Dow: Movers & Shakers
A handful of big names helped the Dow to move higher last week. Stocks such as McDonald's Corporation (MCD - Free Report) , Home Depot Inc (HD - Free Report) and UnitedHealth Group Inc (UNH - Free Report) were the biggest drivers, with each one of them adding more than 100 points to the index since it touched its last record high on May 19, 2015.
McDonald's was powered by the successful launch of breakfast items, while low interest rates helped Home Depot to become the darling of the Dow. Defensive plays such as insurer UnitedHealth that pay stable dividends also gained. General Electric Company (GE - Free Report) also contributed to the index’s upward movement on the back of its aviation segment witnessing strong demand for new aircraft.
But, everything is not hunky-dory as big names such as Apple Inc. (AAPL - Free Report) , Goldman Sachs Group Inc (GS - Free Report) and Boeing Co (BA - Free Report) were the laggards. Slowing iPhone sales hurt Apple, turbulent trading environment weighed on Goldman and cheap fuels adversely affected Boeing.
Top 4 Stocks to Ride Dow’s Record Breaking Run
Nevertheless, as the Dow is positioned to hit the 20K mark, thanks to encouraging domestic economic reports and expectations that central banks around the world will come up with stimulus measures, investing in solid blue-chip stocks will be a prudent move.
To top it, we have selected such stocks that have a Zacks Rank #2 (Buy) and offer a healthy dividend yield. Moreover, we have narrowed down our search with a VGM score of ‘A’ or ‘B’. Here V stands for Value, G for Growth and M for Momentum and the score is a weighted combination of these three scores. Such a score allows you to eliminate the negative aspects of stocks and select winners.
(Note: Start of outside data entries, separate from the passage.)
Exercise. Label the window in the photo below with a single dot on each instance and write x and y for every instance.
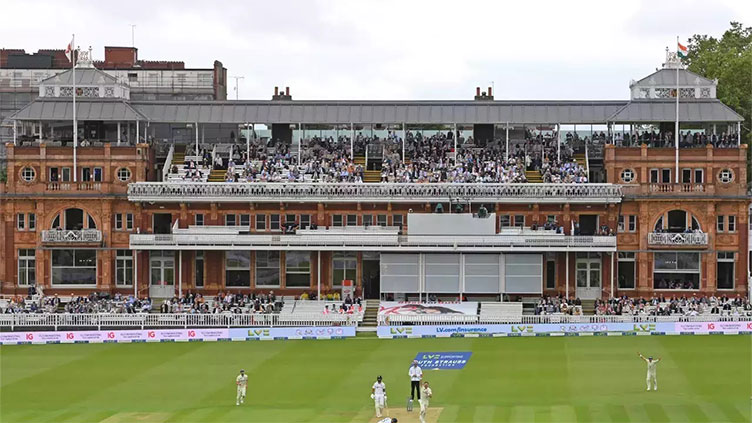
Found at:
(676, 271)
(267, 268)
(298, 269)
(27, 268)
(124, 174)
(245, 220)
(124, 268)
(726, 176)
(397, 220)
(550, 271)
(28, 174)
(198, 275)
(337, 220)
(74, 267)
(725, 269)
(666, 176)
(343, 267)
(632, 226)
(237, 269)
(305, 221)
(627, 175)
(505, 221)
(699, 176)
(260, 222)
(626, 270)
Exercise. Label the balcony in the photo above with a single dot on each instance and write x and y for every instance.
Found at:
(372, 192)
(383, 241)
(678, 239)
(65, 236)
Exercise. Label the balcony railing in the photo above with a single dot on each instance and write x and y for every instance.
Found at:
(374, 192)
(374, 242)
(678, 239)
(72, 236)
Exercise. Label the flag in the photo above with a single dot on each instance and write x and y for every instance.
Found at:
(681, 50)
(69, 51)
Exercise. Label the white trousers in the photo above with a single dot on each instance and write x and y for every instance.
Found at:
(652, 380)
(241, 394)
(378, 403)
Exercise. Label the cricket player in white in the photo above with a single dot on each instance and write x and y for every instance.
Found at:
(242, 382)
(425, 396)
(652, 379)
(378, 395)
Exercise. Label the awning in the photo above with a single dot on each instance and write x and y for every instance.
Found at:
(91, 110)
(665, 111)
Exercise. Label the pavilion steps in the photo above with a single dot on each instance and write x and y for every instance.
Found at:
(217, 175)
(534, 176)
(372, 176)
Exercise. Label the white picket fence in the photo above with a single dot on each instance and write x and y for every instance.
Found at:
(182, 320)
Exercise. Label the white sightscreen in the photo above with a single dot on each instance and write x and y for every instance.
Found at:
(399, 272)
(482, 273)
(442, 273)
(523, 273)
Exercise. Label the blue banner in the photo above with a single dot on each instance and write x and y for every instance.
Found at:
(443, 360)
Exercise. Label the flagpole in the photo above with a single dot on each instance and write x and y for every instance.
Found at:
(676, 139)
(75, 122)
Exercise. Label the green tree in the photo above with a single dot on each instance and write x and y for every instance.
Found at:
(729, 60)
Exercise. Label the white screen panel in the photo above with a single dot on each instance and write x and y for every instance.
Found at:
(524, 273)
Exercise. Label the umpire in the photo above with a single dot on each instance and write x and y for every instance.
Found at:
(416, 374)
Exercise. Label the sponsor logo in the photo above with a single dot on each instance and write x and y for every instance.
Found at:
(644, 327)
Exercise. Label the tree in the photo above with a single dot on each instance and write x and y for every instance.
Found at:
(729, 60)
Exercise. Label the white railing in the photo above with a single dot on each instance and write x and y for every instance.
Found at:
(72, 236)
(168, 162)
(364, 240)
(182, 320)
(375, 192)
(419, 319)
(678, 239)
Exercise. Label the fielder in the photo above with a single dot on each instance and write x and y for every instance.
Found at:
(425, 396)
(652, 379)
(242, 382)
(378, 395)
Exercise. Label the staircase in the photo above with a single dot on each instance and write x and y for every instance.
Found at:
(370, 318)
(534, 176)
(217, 175)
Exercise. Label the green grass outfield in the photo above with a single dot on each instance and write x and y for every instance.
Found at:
(562, 379)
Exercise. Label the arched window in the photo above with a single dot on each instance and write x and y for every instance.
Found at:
(73, 219)
(677, 221)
International Business Machines Corp. (IBM - Free Report) provides information technology products and services worldwide. IBM has a VGM score of ‘A’. IBM offers a dividend yield of 3.5%. IBM’s year-to-date return is 16.1%, while it possesses a price-to-equity (PE) of 11.83, less than the industry average of 25.60.
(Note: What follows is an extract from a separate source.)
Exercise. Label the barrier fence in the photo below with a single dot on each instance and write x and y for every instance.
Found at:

Intel Corporation (INTC - Free Report) designs, manufactures, and sells integrated digital technology platforms worldwide. INTC has a VGM score of ‘A’. INTC offers a dividend yield of 2.97%. INTC’s year-to-date return is 1.8%, while it possesses a PE of 14.41, less than the industry average of 52.
Johnson & Johnson (JNJ - Free Report) researches and develops, manufactures, and sells various products in the health care field worldwide. JNJ has a VGM score of ‘B’. JNJ offers a dividend yield of 2.60%. JNJ’s year-to-date return is 19.7%, while it possesses a PE of 18.64, less than the industry average of 19.4.
Wal-Mart Stores, Inc. (WMT - Free Report) operates retail stores in various formats worldwide. WMT has a VGM score of ‘A’. WMT offers a dividend yield of 2.71%. WMT’s year-to-date return is 20.2%, while it possesses a PE of 17.27, less than the industry average of 19.7.